2717Re: Trouble getting started with vim and utf-8 file

  • Tony Mechelynck
    Apr 8, 2011
      On 08/04/11 07:33, DanKegel wrote:
      > The file http://winetricks.org/winetricks is, I hope, a utf-8 file,
      > but is not recognized as such in the vim that comes
      > with ubuntu 11.04 (with german locale, even).
      > It's mostly ascii, with just a few non-ascii lines, e.g.
      > # If you do not see an o with two dots over it here [ö], stop!
      > ...
      > mymenu="$HOME/.local/share/applications/wine/Programs/
      > Electronic Arts/Th
      > e Sims Medieval/The Sims™ Medieval.desktop"
      > That first line contains an o umlaut, and the second line contains the
      > trademark symbol.
      > Opening the file with vi winetricks shows
      > # If you do not see an o with two dots over it here [ö], stop!
      > ...
      > mymenu="$HOME/.local/share/applications/wine/Programs/
      > Electronic Arts/The Sims Medieval/The Simsâ<84>¢ Medieval.desktop"
      > which isn't right. Just opening up vi with no arguments, and doing
      > !!cat winetricks
      > brings the file in great, and the utf-8 chars look good, but then
      > saving it complains
      > "winetricks" CONVERSION ERROR in line 12328; 14640 lines, 496509
      > characters written
      > and yields a very corrupt file.
      > So what's going on?
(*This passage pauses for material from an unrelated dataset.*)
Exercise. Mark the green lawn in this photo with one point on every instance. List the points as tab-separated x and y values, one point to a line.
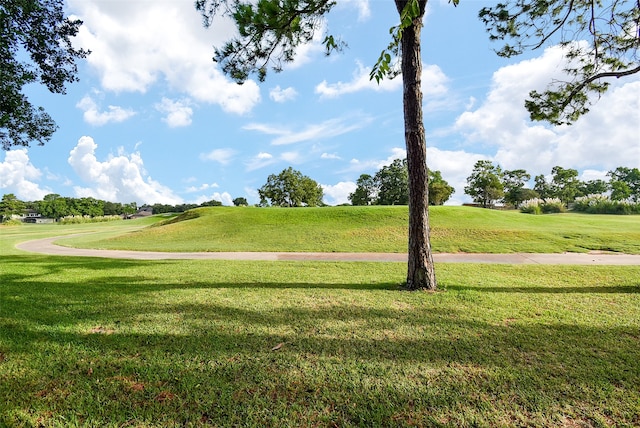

It seems that vim has decided the file Is Not
      > UTF-8. :se shows
      > fileencoding=latin1
      > fileencodings=ucs-bom,utf-8,default,latin1
      > even if I put
      > set encoding=utf8 fileencoding=utf8
      > in ~/.vimrc.
      > Help...
      > Thanks,
      > Dan

      I've downloaded that file in my browser, then tried to open it in Vim,
      which does not see it as UTF-8 even though I have 'enc' set to utf-8 and
      'fencs' set to ucs-bom,utf-8,latin1

      Intrigued, I hit 8g8 which brings me to line 7388 column 11 where the
      character µ ("micro" prefix, similar to Greek mu, 0xB5) cannot be UTF-8
      (bytes in the range 0x80 to 0xBF can only exist in UTF-8 as "trailing
      bytes" in a multibyte sequence whose first byte is 0xC0 or higher).
      Moving the cursor one position right and repeating gives me only a beep,
      so this is AFAICT the only illegal character in the file -- but one
      illegal byte in the whole file is enough to reject UTF-8 as the file's

      Rereading the file with

      :view ++enc=utf-8

      reads it as UTF-8 at the cost of an error message about line 7388, where
      the µ is now replaced by a question mark (but the o-umlaut at line 71
      appears as ö).

      It seems that your file is in UTF-8 at line 71 but in Latin1 at line
      7388, which means that it is the file's fault, not Vim's fault, that
      such a file cannot be displayed correctly.

      :help 8g8
      :help ++opt

      Best regards,
      Never hit a man with glasses. Hit him with a baseball bat.